Kebangsaan

Demokrasi Spiritual: Sebuah Tawaran dari Penghayat Kepercayaan

Jalanan sudah kembali bersih. Aktivitas warga berangsur normal, dan suara bising unjuk rasa telah digantikan oleh deru lalu lintas seperti sedia kala. Secara fisik, krisis yang sempat membuat kita semua menahan napas itu seolah telah usai.

Namun, di balik ketenangan yang tampak ini, ada luka yang belum kering: retaknya kepercayaan antar sesama dan kesadaran betapa rapuhnya persatuan kita.

Kekacauan beberapa waktu lalu adalah puncak dari cara kita berpolitik yang sudah lama keliru. Sebuah politik yang lebih mengutamakan ego, sentimen kelompok, dan hasrat untuk berkuasa ketimbang dialog dan kepentingan bersama.

Kini, setelah semua tenang, pertanyaan terpenting adalah apa pelajaran yang bisa kita ambil? Kembali ke “business as usual” jelas bukan pilihan yang bijak.

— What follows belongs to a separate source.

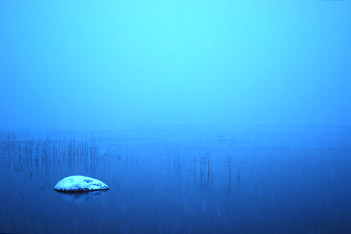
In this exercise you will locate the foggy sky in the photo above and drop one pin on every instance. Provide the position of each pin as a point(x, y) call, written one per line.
point(80, 63)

Dalam pencarian jawaban, saya teringat perbincangan dengan Bambang Purnomo, seorang tokoh penghayat kepercayaan Sapto Darmo. Jauh sebelum kerusuhan pecah, ia sudah resah melihat gejala di masyarakat.

“Saya prihatin ya, karena masyarakat kita sekarang kok do saling ga punya etika ya. Pada ngolok-ngolok kiri kanan,” ujarnya.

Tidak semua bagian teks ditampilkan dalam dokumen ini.